I am currently in the process of building an Ubuntu Docker Container trying to allow for users to execute bash functions from outside a running container. This would look like something like the following:
atlas_cli.sh
#!/bin/bash
# Shell Scripts to execute commands against various Atlas CLI Commands
test_func()
{
echo "This is working"
}
Outside of the container they could then the following to have the bash function executed inside the container.
atlas_build git:(wh/atlas_image) ✗ docker exec atlas_build-atlas-1 test_func
This is working
What I am finding right now is that while I am able to add the atlas_cli.sh
file to bashrc
and have the commands be executable inside the container in an interactive terminal I cannot sort how to be able to have these functions be executable from outside the container.
Dockerfile about the Atlas Image I am building.
FROM ubuntu:latest
RUN mkdir /atlas \
&& apt-get update \
&& apt-get install -y curl \
&& curl -sSf https://atlasgo.sh | sh
WORKDIR /atlas
COPY atlas.hcl .
COPY atlas_cli.sh .
RUN cat atlas_cli.sh >> /root/.bashrc
ENTRYPOINT ["tail", "-f", "/dev/null"]
Ideally I would be be able to allow for users at my company to either be able to execute commands from within the container, or outside the container.
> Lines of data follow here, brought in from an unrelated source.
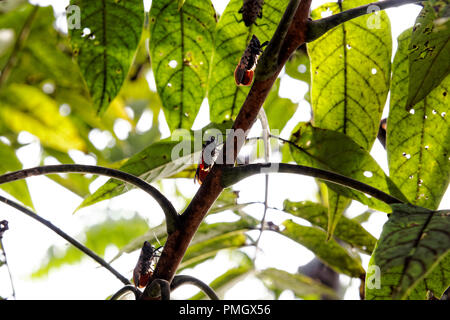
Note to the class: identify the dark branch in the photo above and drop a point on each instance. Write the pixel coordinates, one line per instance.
(232, 175)
(317, 28)
(183, 279)
(171, 214)
(64, 235)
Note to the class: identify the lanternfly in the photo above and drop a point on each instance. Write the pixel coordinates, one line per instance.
(206, 160)
(145, 264)
(243, 75)
(251, 9)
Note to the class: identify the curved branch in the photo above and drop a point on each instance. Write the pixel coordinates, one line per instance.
(183, 279)
(232, 175)
(171, 214)
(127, 288)
(317, 28)
(68, 238)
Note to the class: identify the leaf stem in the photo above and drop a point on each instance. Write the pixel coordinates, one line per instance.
(171, 214)
(64, 235)
(317, 28)
(232, 175)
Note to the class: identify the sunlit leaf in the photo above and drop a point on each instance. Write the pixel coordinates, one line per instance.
(302, 286)
(347, 229)
(9, 162)
(418, 142)
(429, 51)
(25, 108)
(335, 151)
(181, 49)
(411, 247)
(157, 162)
(97, 238)
(105, 45)
(350, 68)
(231, 39)
(329, 252)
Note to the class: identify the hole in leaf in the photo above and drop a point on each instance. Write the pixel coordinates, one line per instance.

I've been able to sort the former by running the following within my Dockerfile:
You can't do this as you've described.
The normal operation of docker exec
is to take the administrator-provided command and directly run it as a process. It does not normally run a shell, unless you explicitly ask it to. Furthermore, it does not go through paths like a Dockerfile ENTRYPOINT
that could potentially rewrite the command.
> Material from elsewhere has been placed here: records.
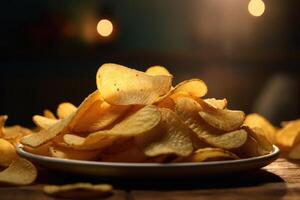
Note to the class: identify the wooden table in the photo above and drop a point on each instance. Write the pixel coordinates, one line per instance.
(279, 180)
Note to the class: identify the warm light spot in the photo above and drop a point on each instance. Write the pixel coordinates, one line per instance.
(256, 7)
(105, 27)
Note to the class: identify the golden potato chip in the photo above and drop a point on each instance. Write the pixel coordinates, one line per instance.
(166, 103)
(65, 109)
(19, 172)
(286, 136)
(126, 151)
(79, 190)
(120, 85)
(216, 103)
(7, 153)
(42, 150)
(43, 122)
(15, 132)
(47, 113)
(222, 119)
(255, 120)
(188, 109)
(43, 136)
(3, 119)
(211, 154)
(192, 87)
(172, 138)
(67, 153)
(295, 152)
(95, 114)
(264, 146)
(37, 139)
(158, 70)
(142, 121)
So for this to work, when an administrator runs docker exec
, they'd have to explicitly specify that they want to run a shell, and that they need it to read shell dotfiles, sort of like
docker exec the-container \
bash -l -c 'test_func'
A comment suggests changing these from shell functions to standalone scripts. For example, if you have
#!/bin/sh
echo "This is working"
and in your Dockerfile
you COPY
that script to a location that's normally in $PATH
COPY test_script /usr/local/bin
then you could directly run it via normal means, without specifically needing a shell
docker run --rm your-image test_script
docker exec existing-container test_script
(I'd prefer docker run --rm
over docker exec
here; in particular, the ENTRYPOINT tail
creates a container that's not doing anything, and there's no reason to keep it around, and the specific ENTRYPOINT
construct makes it tricky to do anything else. Also remember that anyone who can run any docker
command can very easily take over the entire system; I might prefer some sort of HTTP or message-oriented API if that's an option.)